The images largely come from a network of more than 200 automatic cameras, dubbed the PhenoCam Network, created by Richardson and placed on everything from weather towers to buildings. The cameras overlook landscapes of forests, prairies, shrub, and even tundra, recording at least one image an hour. In many cases they have been in place for several years, resulting in more than 5 million images.
“Analyzing this huge image archive presents all sorts of challenges for us — it’s more than my lab group can do on our own,” said Richardson. “So we are tapping into the power of the Internet to get amateur phenologists from around the world to help us with this task.”
The researchers initially tried to use algorithms to examine the images, but found that queries a human might have handled easily were stumping the computer.
“The questions we’re asking are very straightforward, things like: Are there plants flowering?, Have leaves started changing color?, and ‘Do you see snow in this picture?” Kosmala said. “But those questions turn out to be surprisingly difficult to answer with a computer. For example, when a field starts blooming with yellow flowers, the computer can’t really tell if there are flowers appearing or if the grass is turning yellow. But people can tell immediately.”
In addition to answering questions about the images, users will be asked to draw on some of them — for example, to draw shapes around trees in a picture — to help researchers track changes in specific locations.
Overall, Kosmala said, the questions are designed to be relatively easy — something a user could tackle with a few spare minutes during a lunch break or while waiting for the bus.
“The goal here is if someone just wants to come and try it out for a minute or two, or if someone wants to spend their lunch hour every day doing this, that information is all useful to us,” she said.
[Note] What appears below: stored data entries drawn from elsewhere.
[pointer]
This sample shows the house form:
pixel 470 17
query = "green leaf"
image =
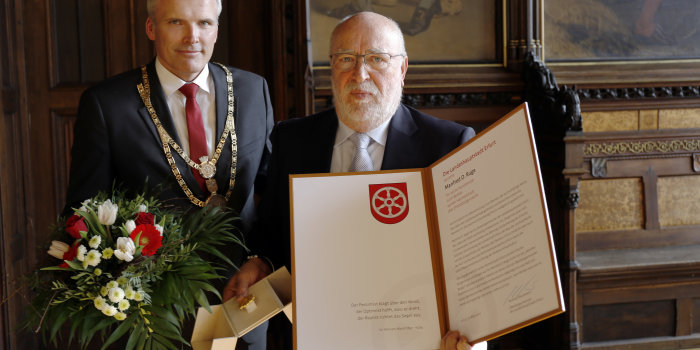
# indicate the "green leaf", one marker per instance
pixel 120 331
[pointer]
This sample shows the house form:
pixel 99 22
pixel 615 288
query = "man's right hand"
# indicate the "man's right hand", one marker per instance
pixel 252 271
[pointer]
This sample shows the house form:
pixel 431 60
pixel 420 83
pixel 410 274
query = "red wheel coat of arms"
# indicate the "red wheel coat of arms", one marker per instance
pixel 389 202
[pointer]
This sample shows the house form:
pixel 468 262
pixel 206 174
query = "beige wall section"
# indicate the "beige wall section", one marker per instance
pixel 610 121
pixel 679 200
pixel 646 119
pixel 679 118
pixel 610 204
pixel 649 119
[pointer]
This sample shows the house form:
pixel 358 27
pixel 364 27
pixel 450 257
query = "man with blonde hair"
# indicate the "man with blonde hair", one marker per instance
pixel 118 141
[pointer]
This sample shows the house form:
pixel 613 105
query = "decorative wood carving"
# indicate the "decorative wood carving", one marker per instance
pixel 638 93
pixel 598 168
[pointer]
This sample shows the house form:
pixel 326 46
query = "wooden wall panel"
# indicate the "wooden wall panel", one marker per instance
pixel 629 321
pixel 17 251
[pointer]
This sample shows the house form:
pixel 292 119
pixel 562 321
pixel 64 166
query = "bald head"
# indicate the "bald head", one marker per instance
pixel 364 23
pixel 368 66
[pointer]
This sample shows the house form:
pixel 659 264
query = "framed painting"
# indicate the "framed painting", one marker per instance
pixel 608 30
pixel 591 42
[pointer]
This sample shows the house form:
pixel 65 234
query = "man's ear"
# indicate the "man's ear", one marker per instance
pixel 404 68
pixel 150 29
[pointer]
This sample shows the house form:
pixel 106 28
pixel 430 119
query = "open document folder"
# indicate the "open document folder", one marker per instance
pixel 220 329
pixel 394 259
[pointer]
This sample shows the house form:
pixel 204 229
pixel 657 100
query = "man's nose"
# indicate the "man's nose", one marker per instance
pixel 191 34
pixel 359 72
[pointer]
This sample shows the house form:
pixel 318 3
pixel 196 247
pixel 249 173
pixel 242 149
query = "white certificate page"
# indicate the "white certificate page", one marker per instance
pixel 499 264
pixel 362 270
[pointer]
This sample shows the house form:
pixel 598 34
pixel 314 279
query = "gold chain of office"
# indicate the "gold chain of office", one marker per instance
pixel 206 167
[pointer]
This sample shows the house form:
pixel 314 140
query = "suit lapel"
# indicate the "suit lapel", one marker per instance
pixel 327 131
pixel 401 143
pixel 160 104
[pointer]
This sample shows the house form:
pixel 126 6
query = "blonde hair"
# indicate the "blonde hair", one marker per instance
pixel 151 4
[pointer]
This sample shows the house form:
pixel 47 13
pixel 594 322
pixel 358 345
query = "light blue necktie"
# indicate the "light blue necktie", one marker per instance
pixel 361 161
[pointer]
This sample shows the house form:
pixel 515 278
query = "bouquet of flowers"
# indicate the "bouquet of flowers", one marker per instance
pixel 130 268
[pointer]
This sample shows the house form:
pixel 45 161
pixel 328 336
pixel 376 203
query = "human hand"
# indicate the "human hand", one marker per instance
pixel 454 341
pixel 252 271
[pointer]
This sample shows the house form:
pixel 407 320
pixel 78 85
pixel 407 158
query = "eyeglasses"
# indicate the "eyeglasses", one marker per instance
pixel 376 61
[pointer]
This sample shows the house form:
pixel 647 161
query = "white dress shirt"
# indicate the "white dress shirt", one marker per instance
pixel 343 148
pixel 176 102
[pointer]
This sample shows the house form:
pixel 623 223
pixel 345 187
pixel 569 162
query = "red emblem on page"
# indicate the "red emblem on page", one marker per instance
pixel 389 202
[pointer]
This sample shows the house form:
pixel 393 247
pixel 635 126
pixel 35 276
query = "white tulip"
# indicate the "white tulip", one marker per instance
pixel 57 249
pixel 107 212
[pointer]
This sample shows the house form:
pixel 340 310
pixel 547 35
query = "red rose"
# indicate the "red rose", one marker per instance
pixel 143 218
pixel 70 254
pixel 150 239
pixel 74 225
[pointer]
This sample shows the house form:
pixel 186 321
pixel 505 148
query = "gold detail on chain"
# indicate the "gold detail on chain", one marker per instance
pixel 206 167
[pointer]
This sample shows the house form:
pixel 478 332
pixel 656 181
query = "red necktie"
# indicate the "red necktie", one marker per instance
pixel 195 130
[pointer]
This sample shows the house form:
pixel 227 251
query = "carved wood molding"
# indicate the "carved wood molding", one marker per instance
pixel 644 147
pixel 638 93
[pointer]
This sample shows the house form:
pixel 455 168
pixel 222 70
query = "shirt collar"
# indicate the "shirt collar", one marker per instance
pixel 171 83
pixel 378 134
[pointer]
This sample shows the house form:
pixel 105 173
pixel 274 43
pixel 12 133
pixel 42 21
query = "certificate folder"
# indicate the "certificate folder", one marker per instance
pixel 394 259
pixel 221 328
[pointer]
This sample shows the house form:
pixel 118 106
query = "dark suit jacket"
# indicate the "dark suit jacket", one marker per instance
pixel 117 143
pixel 305 146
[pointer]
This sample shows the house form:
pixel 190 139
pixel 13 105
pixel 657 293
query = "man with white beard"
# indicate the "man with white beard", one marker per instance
pixel 368 65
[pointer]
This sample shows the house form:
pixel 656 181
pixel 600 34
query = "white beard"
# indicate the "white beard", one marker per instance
pixel 366 115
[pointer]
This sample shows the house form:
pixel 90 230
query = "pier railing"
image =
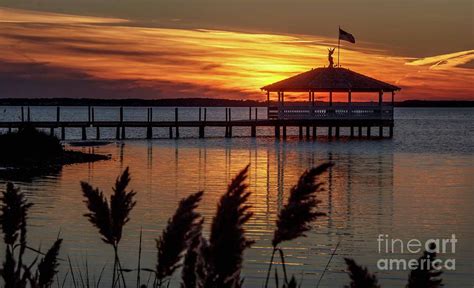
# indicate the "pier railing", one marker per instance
pixel 278 117
pixel 369 112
The site includes a discussion forum where users can interact with one another and the researchers, and where researchers can share results from the study as they occur.
“Season Spotter provides a great opportunity for the general public to learn about how climate change is affecting the natural world around us,” said Richardson.
“These sorts of projects are really democratizing science,” Kosmala said. “People who may not be professionally trained as scientists can now contribute to real science in a meaningful way, and we can do research at a scale we couldn’t before.”